Wednesday, October 26, 2005


Good article by CNet's Declan McCullagh. Good timing since I was thinking about this issue while writing my column for AlwaysOn this week... finally worked on it after sitting on my idea for six weeks.

A renewed effort in the U.S. Congress to create a federal shield law for news organizations is raising a sticky question: Who is a journalist?

A generation ago, the answer usually was clear. Not anymore. Online scribes and video publishers are experimenting with novel forms of journalism, and even the most stodgy news organizations are embracing blogs.

That leaves politicians--hardly the most clued in about all things tech--in something of a quandary. They're being lobbied by professional news organizations and the American Bar Association to approve some kind of journalist's shield law while being urged by prosecutors to leave out bloggers.

The justification for a shield law is a perfectly reasonable one. After a federal appeals court enforcedgrand jury subpoenas against The New York Times and Time magazine, and the U.S. Supreme Court declined to take the case, news organizations decided to fix the law.

The Justice Department took a swipe at the leading shield proposal (H.R.3323/S.1419) during a Senate hearing last week, arguing that it would let criminals pose as bloggers.

"As drafted, the definition invites criminals to cloak their activities under the guise" of a journalist, warned Chuck Rosenberg, a U.S. Attorney in Texas. "The definition arguably could include any person who sets up an Internet 'blog.'" (It covers anyone who publishes an electronic "periodical.")

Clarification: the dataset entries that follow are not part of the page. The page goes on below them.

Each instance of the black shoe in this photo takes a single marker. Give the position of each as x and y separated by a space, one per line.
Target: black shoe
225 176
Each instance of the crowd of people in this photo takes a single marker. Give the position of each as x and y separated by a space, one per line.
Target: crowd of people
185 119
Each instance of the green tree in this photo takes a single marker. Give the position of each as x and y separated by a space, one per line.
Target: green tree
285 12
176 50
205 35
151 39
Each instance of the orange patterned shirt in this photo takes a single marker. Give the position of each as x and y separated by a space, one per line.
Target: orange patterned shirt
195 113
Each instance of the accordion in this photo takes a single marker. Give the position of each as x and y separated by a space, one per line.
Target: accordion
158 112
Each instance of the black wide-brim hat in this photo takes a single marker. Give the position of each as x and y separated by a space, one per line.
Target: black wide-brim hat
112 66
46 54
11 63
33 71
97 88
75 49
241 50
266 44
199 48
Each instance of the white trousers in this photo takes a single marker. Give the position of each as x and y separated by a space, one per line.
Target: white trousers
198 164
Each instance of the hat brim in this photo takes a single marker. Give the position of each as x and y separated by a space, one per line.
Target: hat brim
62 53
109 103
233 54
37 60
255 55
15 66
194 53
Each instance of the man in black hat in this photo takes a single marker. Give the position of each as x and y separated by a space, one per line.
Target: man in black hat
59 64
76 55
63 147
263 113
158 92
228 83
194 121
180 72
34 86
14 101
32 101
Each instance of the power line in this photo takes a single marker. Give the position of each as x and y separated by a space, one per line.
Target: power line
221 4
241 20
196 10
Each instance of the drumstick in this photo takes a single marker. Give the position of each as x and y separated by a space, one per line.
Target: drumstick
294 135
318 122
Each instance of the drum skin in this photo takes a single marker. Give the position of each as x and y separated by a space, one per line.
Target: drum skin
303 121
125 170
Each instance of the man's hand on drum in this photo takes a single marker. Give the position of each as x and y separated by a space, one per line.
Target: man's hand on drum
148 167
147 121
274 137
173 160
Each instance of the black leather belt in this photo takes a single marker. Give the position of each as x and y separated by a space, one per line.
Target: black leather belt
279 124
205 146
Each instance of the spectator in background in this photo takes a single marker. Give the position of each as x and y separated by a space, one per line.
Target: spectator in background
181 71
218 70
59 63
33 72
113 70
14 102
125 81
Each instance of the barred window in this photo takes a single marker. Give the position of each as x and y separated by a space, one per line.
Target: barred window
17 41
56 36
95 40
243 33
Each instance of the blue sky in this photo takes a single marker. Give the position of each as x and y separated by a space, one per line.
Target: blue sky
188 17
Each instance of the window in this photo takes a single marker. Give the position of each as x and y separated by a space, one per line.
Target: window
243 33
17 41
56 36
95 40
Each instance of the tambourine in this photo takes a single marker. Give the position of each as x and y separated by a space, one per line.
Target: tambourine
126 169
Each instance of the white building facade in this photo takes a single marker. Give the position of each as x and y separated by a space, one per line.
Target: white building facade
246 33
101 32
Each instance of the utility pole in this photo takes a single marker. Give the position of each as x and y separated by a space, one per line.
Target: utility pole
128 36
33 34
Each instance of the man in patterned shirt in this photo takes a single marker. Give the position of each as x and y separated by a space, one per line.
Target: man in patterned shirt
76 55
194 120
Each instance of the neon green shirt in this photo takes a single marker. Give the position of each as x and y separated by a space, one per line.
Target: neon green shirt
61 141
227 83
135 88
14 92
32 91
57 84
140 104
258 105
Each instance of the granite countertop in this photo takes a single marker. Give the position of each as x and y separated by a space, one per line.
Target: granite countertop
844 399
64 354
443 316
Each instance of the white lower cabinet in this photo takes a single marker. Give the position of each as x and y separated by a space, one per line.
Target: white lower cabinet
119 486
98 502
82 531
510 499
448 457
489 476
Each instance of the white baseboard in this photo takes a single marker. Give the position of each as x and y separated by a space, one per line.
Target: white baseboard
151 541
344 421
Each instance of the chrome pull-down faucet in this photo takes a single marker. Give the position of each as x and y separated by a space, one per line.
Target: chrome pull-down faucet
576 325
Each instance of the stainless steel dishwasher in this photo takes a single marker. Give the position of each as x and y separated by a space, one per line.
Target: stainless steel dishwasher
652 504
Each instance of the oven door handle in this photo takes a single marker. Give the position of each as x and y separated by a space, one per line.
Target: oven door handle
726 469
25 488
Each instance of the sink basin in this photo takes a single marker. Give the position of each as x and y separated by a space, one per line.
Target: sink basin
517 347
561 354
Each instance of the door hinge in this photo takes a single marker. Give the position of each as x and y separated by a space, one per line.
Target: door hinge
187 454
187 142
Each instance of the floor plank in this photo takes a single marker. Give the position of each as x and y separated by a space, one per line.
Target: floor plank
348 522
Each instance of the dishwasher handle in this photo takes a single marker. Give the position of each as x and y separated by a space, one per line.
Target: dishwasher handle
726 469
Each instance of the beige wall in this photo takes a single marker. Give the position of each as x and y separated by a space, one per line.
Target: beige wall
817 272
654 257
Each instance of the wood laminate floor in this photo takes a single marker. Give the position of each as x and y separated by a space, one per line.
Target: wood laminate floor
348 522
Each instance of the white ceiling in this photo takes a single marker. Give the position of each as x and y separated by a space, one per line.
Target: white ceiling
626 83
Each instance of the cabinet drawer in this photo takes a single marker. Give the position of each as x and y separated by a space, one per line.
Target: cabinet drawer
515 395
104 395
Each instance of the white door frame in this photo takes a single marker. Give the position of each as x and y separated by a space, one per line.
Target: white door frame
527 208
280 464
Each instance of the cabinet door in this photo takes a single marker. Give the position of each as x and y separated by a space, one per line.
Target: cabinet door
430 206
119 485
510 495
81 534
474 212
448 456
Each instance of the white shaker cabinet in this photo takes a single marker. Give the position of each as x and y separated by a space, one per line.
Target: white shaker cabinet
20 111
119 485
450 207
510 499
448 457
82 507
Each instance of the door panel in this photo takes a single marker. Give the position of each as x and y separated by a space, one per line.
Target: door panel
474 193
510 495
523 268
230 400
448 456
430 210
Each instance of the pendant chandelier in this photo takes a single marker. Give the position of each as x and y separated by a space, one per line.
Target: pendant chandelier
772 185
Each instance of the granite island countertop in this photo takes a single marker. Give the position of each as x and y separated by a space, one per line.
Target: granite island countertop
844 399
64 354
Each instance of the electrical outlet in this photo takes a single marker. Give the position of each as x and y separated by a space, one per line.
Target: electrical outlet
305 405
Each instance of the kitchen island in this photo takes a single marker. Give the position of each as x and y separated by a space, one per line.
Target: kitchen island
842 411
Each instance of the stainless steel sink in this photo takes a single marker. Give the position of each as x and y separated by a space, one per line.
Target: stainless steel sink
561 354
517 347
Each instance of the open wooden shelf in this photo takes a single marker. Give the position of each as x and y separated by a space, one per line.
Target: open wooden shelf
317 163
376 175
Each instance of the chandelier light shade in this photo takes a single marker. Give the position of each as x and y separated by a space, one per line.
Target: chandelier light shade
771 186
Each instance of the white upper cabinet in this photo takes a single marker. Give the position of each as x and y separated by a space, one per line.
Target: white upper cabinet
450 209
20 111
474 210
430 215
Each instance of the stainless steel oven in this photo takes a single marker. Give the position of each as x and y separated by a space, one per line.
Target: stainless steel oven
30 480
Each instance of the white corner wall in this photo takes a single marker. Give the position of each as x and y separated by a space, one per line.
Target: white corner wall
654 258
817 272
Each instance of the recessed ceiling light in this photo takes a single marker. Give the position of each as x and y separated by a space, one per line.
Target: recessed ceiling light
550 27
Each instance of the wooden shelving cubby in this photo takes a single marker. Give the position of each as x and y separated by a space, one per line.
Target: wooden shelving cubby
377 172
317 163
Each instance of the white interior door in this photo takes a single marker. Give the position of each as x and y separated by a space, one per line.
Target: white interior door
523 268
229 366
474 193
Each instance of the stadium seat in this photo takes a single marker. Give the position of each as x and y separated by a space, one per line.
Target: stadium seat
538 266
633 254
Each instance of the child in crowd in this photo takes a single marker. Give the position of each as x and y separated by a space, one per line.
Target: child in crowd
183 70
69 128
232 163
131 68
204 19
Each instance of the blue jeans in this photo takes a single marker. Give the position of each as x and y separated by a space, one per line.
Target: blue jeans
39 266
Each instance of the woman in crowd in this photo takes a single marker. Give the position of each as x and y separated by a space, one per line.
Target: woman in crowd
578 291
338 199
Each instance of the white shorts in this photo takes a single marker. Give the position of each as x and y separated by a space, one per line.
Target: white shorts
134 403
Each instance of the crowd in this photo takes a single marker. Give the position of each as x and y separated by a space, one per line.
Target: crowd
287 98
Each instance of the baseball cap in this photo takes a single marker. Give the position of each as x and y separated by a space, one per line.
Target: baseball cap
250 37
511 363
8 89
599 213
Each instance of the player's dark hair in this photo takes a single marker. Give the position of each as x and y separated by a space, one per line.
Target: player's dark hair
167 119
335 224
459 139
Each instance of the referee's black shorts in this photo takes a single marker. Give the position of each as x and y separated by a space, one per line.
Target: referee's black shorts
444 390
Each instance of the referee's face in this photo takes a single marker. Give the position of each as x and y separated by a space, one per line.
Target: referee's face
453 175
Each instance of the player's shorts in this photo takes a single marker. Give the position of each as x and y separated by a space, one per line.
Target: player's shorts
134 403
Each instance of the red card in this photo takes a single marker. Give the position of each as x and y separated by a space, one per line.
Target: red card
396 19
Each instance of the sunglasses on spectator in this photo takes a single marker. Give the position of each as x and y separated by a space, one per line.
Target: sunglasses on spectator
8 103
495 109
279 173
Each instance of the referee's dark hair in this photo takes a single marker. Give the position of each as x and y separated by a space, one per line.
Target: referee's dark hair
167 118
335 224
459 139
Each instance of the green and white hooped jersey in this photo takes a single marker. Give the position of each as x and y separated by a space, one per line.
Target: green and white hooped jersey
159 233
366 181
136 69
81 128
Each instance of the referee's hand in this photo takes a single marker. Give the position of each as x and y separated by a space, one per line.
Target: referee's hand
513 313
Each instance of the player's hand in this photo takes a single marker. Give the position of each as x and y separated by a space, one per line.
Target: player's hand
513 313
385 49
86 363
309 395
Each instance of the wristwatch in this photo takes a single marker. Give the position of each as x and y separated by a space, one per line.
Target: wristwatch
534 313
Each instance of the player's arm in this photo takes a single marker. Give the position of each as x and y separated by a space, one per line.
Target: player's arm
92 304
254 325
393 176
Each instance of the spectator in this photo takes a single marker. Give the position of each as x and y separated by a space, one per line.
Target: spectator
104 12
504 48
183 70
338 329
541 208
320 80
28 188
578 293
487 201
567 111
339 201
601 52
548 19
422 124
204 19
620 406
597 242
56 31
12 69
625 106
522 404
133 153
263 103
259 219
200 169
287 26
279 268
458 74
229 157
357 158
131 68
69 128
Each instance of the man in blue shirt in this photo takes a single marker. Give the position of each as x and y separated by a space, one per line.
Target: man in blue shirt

Sen. John Cornyn, a Texas Republican, seemed to be sympathetic to that argument. "The relative anonymity afforded to bloggers, coupled with a certain lack of accountability, as they are not your traditional brick-and-mortar reporters who answer to an editor or publisher, also has the risk of creating a certain irresponsibility when it comes to accurately reporting information," Cornyn said.

Even the original sponsor of the Senate shield proposal, Richard Lugar, R-Ind., recently indicated that bloggers will "probably not" be deemed journalists.